フォレストの人生をメインにしながらも、その人生を通して彼の周りにいる人々の人生も見守るような映画になっていて、笑いと切なさのあるいい映画になっていたと思います。

フォレストの人生が奇想天外すぎてあまり目立たないかもしれませんが、フォレストの母、ジェニー、ダン中尉といった人々の人生もかなり波乱万丈で、でも全ての人生が最終的には幸せな方向に向かっていくというのが良かったですね。

 

ただ、感動というのとは違いました。笑えるのに切ないストーリー、人の優しさや変化、そして心温まる幸せなラストが面白いと感じられるような作品だったので、感動する作品というよりかは、1作品として楽しめる面白い作品だったと思います。

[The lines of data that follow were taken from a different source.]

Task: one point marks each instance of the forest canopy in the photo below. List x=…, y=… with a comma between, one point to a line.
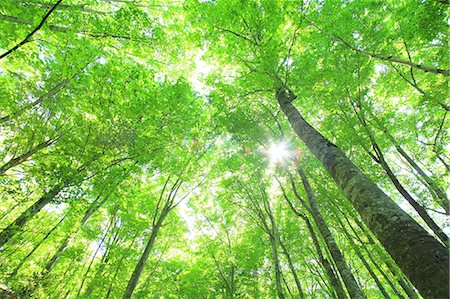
x=224, y=149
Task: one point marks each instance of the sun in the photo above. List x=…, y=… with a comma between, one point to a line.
x=278, y=152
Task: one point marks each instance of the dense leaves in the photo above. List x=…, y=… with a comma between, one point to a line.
x=143, y=151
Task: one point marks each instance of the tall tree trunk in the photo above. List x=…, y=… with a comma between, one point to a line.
x=100, y=244
x=406, y=286
x=20, y=221
x=434, y=189
x=292, y=268
x=89, y=212
x=132, y=283
x=344, y=270
x=22, y=158
x=379, y=158
x=17, y=268
x=119, y=264
x=276, y=262
x=333, y=279
x=371, y=258
x=158, y=219
x=422, y=258
x=363, y=260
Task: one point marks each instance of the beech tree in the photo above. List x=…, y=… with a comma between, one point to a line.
x=224, y=149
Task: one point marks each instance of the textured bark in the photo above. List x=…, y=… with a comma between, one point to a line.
x=100, y=244
x=373, y=260
x=22, y=158
x=422, y=258
x=20, y=221
x=333, y=279
x=111, y=285
x=434, y=189
x=17, y=268
x=292, y=268
x=337, y=286
x=379, y=158
x=90, y=211
x=346, y=274
x=406, y=286
x=363, y=260
x=276, y=263
x=132, y=283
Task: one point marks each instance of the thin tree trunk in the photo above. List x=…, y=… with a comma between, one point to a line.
x=119, y=264
x=132, y=283
x=27, y=38
x=158, y=219
x=406, y=286
x=17, y=268
x=333, y=279
x=372, y=259
x=434, y=189
x=90, y=211
x=389, y=58
x=276, y=263
x=22, y=158
x=292, y=268
x=344, y=270
x=93, y=258
x=422, y=258
x=379, y=158
x=20, y=221
x=363, y=260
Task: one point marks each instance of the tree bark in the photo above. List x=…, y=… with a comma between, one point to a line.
x=292, y=268
x=13, y=162
x=363, y=260
x=20, y=221
x=90, y=211
x=379, y=158
x=389, y=58
x=333, y=279
x=344, y=270
x=27, y=38
x=132, y=283
x=17, y=268
x=422, y=258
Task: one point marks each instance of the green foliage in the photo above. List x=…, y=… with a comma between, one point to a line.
x=118, y=101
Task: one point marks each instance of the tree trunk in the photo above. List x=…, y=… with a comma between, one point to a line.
x=434, y=189
x=132, y=283
x=406, y=286
x=17, y=268
x=292, y=268
x=422, y=258
x=27, y=38
x=389, y=58
x=379, y=158
x=344, y=270
x=363, y=260
x=90, y=211
x=22, y=158
x=20, y=221
x=337, y=286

人の人生を見守るような映画が苦手な方だと敬遠しがちな映画かもしれませんが、笑いと切なさの入り混じるストーリー・展開・キャラクターが魅力的な作品になっているので、ぜひとも1度チェックしてみてください。

映画「フォレスト・ガンプ/一期一会」の考察・解説

映画「フォレスト・ガンプ/一期一会」の考察・解説© 1994 – Paramount Pictures

人生をチョコレート箱に例えた名言の意味について考察・解説していきます。

あくまでも個人的な考察・解説なので必ずしもこれが正解というわけではありませんが、参考程度に見て頂けると幸いです!

人生をチョコレート箱に例えた名言の意味

チョコレートの箱には色々なチョコレートのデザインが書かれています。

しかしアソートの場合はその全てが描かれている訳ではありませんし、どんな味があるのか、見た目はよくても美味しいのかどうかは食べてみないことにはわかりません。

 

そしてフォレストがジェニーへのお土産のチョコレートをつまみ食いしていたように、中身は誰かが食べ終わってしまったあとで、もうチョコレートは入っていないのかもしれない。

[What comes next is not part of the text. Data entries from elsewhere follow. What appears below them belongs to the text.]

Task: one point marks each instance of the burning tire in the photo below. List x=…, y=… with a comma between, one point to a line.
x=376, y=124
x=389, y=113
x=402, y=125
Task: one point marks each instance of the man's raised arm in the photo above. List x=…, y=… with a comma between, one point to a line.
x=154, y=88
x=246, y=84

フォレストが雨の日にチョコレートを片手にずっと待ち続けていたことから、中のチョコは雨でべちょべちょになってしまっているか、もしかしたら溶けてドロドロになってしまっているかもしれない。

もしかしたらチョコレートを食べ終わったあとに、チョコレートの箱を小物入れに活用しているかもしれない。

中身がどうなっているのかは開けてみるまで分かりません。シュレーディンガーの猫と一緒で、開けてみるまでは美味しいたくさんのチョコが詰まっているのか、空っぽなのか、食べかけなのかは知ることができず、開けるまではそのどちらの可能性もあるということを表しているのだと思います。

人生も同じで、生き切ってみなければ良い人生だったのかは分からないし、どんな人生だったのかは分からず、そして自分次第でどちらの可能性も残されている…もっと言えば、味覚が人それぞれなように、そのチョコが美味しいかどうかを決めるのは自分次第というところまで、人生に例えているのではないでしょうか。

「フォレスト・ガンプ/一期一会」は重いテーマだが、笑いと切なさがある

重いテーマではあるものの、フォレストの人生・キャラクターを織り交ぜながら描いていくことで、笑いと切なさのある比較的観やすいいい映画になっていたと思います。

テーマ的に人を選ぶ部分はあるかもしれませんが観て損のない映画になっているので、こういったテーマが苦手という方でもぜひ1度はチェックしてみてください!